Une situation qui n’a pas laissé indifférente la Mission de l’Organisation des Nations unies pour la stabilisation en République démocratique du Congo, laquelle est montée au créneau samedi 9 mai 2026  pour condamner ces violences avec la plus grande fermeté et réitérer son appel à tous les acteurs afin qu’ils cessent immédiatement les attaques contre les civils et agissent dans le strict respect du droit international applicable

Rappelons-le, le général d'armée Muhoozi Kainerugaba, fils de Yoweri Kaguta Museveni et chef d'État-major général de l'armée ougandaise et le lieutenant général Jules Banza Mwilambwe, chef d'État-major des Forces armées de la République Démocratique du Congo (FARDC) ont signé, vendredi 20 juin 2025, à Kinshasa, le mémorandum d'entente révisé sur les opérations conjointes Shujaa contre les terroristes ADF-MTM. 

Selon le général major et porte-parole des FARDC, Sylvain Ekenge, le nouveau mémorandum d'entente réactualisé en fonction de l'évolution actuelle de la situation sur le terrain prévoit le renforcement des opérations contre les ADF sur le terrain et leur élargissement dans les territoires de Mambasa en Ituri. Ces opérations conjointes seront également étendues contre les groupes armés auteurs de l'insécurité dans la province de l'Ituri plus particulièrement dans les territoires de Djugu, Irumu, Mahagi et Aru. Pour appuyer ces opérations, il a été décidé du maintien de l'équipe conjointe des renseignements.

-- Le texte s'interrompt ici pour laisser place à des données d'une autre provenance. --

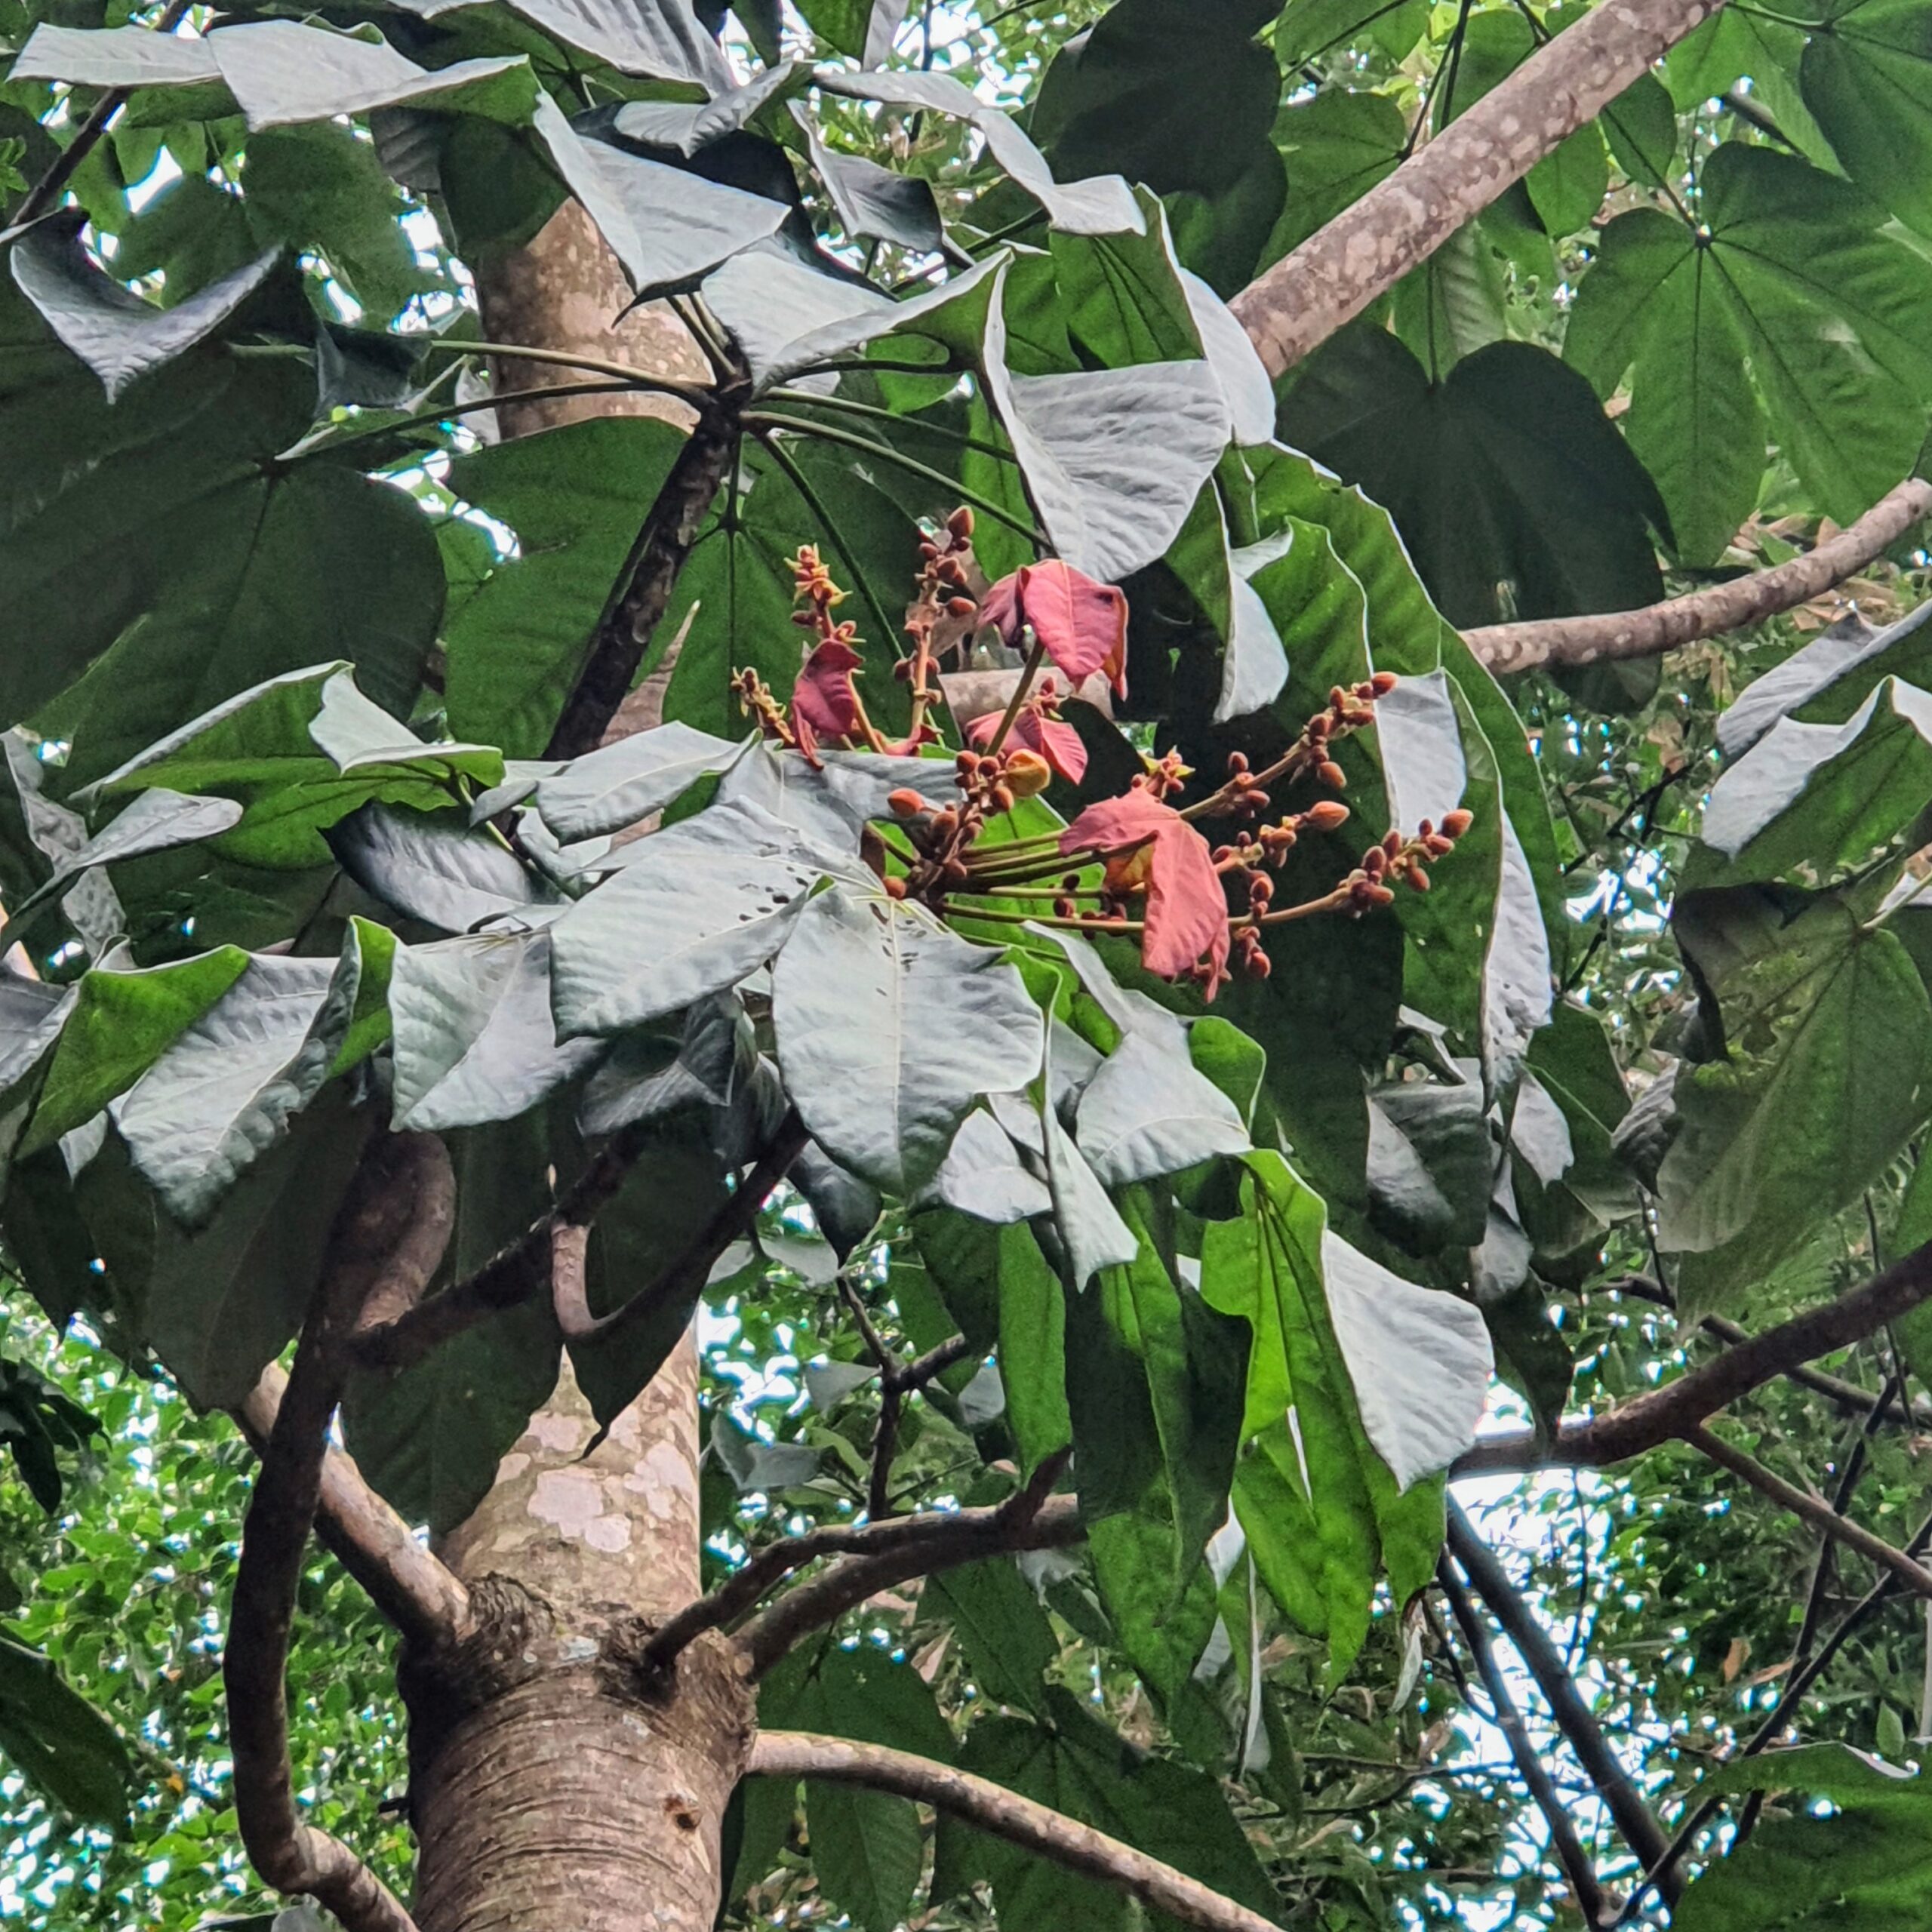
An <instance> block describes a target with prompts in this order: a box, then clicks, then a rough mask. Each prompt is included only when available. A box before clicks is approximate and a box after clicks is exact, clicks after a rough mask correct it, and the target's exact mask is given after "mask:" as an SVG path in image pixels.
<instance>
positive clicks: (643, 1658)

L'autre point inscrit dans le nouveau document est la sécurisation conjointe des travaux de réhabilitation de la route Kasindi - Beni - Butembo.

Précédemment accusées d'avoir étendu leur zone d'activités et d’influence sans l'approbation des autorités compétentes de la RDC, les forces ougandaises ont désormais un champ d'action élargi pour appuyer les FARDC dans la traque des ADF-MTM et d'autres groupes armés en vue de rétablir l'ordre et la sécurité dans cette région de la RDC.

L'opération Shujaa est une offensive militaire en cours menée par la RDC et l'Ouganda contre les forces insurgées au Kivu et en Ituri, principalement des groupes affiliés à l'État islamique (EI) et aux ADF. Cette opération a été lancée deux ans après l'accession de Félix Tshisekedi à la magistrature suprême, soit en novembre 2021.